Racial differences in the incidence and mortality of lung cancer are well documented. Many factors are known to influence the risk and outcome of this most deadly disease, including exposure, behavior, access to health care, as well as inherent susceptibility. There is a paucity of data regarding the existence, if any, of biological differences among tumors that reflect inherent susceptibilities to known etiological factors and may contribute to some of the disparities observed among African Americans and Caucasians. Our laboratory employs a multipronged strategy to study the interaction of genetic, molecular, and etiological factors leading to lung cancer risk and survival, that encompasses mRNA and microRNA (miRNA) expression, DNA methylation, metabolomics, as well as genetic susceptibility in the form of Single Nucleotide Polymorphisms (SNPs). In this study, a cohort of sixty paired cancerous/non-cancerous lung tissues excised from stage I lung cancer patients (16 African Americans and 48 Caucasians) recruited through our longstanding Case-Control Study at University of Maryland, Baltimore, are being characterized by miRNA quantitation (Nanostring nCounter Human miRNA Expression Assay), mRNA expression profiling (Illumina HumanRef-8 v3 Expression Beadchip arrays), and methylation profiling (Illumina Infinium Human Methylation27 Beadchip arrays).

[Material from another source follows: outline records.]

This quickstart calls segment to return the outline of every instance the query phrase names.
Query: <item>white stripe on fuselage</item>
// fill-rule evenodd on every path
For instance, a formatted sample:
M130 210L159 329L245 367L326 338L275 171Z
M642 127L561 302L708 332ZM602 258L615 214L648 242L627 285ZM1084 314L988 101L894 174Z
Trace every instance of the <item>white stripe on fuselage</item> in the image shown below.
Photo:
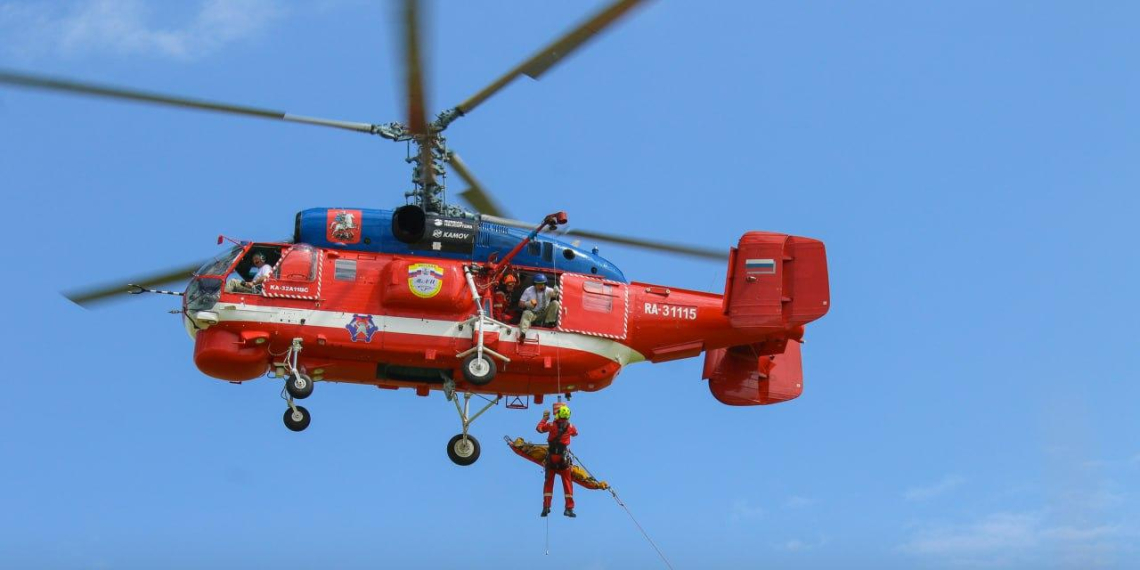
M243 304L221 302L210 310L218 316L218 323L266 323L300 325L304 320L304 326L318 326L325 328L336 328L343 331L352 321L353 312L323 311L317 309L295 309L290 307L272 307L263 304ZM441 336L446 339L471 339L471 325L466 321L439 320L427 318L392 317L384 315L372 315L373 323L381 333L417 334L423 336ZM463 329L459 329L459 326ZM510 325L492 325L488 332L498 329L499 342L519 337L519 327ZM193 327L187 331L194 336ZM580 350L603 358L617 361L621 366L645 360L645 356L636 350L609 339L600 339L578 333L567 333L559 331L531 328L531 335L539 336L539 345L556 347L570 350Z

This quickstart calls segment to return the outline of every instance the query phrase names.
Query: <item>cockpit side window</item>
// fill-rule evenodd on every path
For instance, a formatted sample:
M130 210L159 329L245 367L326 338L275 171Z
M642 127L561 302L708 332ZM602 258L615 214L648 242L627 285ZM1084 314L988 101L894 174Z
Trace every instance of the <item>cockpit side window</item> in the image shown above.
M243 247L241 245L235 245L229 251L223 251L203 263L194 275L226 275L226 270L242 254L242 251Z

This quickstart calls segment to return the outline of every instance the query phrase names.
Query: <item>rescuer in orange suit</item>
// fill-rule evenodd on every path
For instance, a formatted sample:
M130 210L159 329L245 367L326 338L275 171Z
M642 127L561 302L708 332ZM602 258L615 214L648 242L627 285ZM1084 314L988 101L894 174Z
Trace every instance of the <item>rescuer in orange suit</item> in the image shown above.
M562 513L567 516L578 516L573 514L573 480L570 477L570 438L578 434L578 429L570 423L570 406L565 404L554 404L554 421L549 412L543 412L543 418L538 421L538 432L546 433L546 482L543 484L543 514L551 514L551 498L554 494L554 474L562 478L562 492L565 496L567 510Z

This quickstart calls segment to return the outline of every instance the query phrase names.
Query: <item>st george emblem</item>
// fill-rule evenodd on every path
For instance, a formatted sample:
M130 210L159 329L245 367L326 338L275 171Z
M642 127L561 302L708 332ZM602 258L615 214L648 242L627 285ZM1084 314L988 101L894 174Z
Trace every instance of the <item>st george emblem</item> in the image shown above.
M431 299L443 288L443 268L435 263L408 266L408 288L421 299Z
M339 244L360 243L360 210L329 210L325 237Z
M352 335L352 342L372 342L372 335L380 331L380 327L372 321L372 315L353 315L344 328Z

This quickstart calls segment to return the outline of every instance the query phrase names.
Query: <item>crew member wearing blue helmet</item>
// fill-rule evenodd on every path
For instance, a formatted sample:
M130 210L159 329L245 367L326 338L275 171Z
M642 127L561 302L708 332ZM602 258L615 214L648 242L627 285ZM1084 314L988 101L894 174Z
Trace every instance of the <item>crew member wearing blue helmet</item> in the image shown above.
M559 321L559 293L554 287L546 286L546 276L538 274L535 276L535 284L527 287L519 299L519 308L522 309L522 320L519 321L519 329L527 334L530 325L554 326Z

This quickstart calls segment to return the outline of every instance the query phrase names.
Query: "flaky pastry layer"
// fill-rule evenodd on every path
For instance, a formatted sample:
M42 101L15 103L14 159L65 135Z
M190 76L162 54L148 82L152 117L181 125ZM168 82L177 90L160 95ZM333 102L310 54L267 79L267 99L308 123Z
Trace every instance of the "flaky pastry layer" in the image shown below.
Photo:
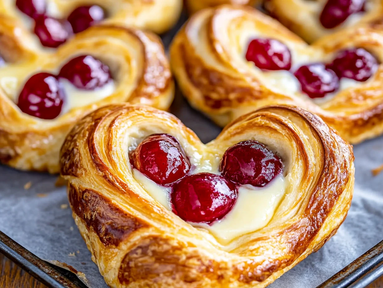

When gene expression profiles on cancerous tissues from African Americans and Caucasians were compared, three genes were differentially expressed (FDR<10%), namely CRYBB2, PPIL3, and COMMD5. A similar comparison on non-cancerous tissues yielded 12 genes (FDR<10%), which included CRYBB2 and PPIL3. CRYBB2, Crystalline Beta B2, has previously been associated with prostate cancer in African Americans, and is upregulated in this sample cohort. We are currently analyzing and integrating these different data types with the purpose of finding biomarkers for lung cancer prognosis, associating DNA methylation, mRNA and miRNA abundance with clinical features of lung cancer (including race, gender, histology, and smoking), and correlating methylation, mRNA and miRNA patterns. Our goal is to delineate the most important transcriptional networks operational in lung cancer and specifically focus on those that may illuminate racial disparities associated with this disease.

Citation Information: Cancer Epidemiol Biomarkers Prev 2011;20(10 Suppl):A4.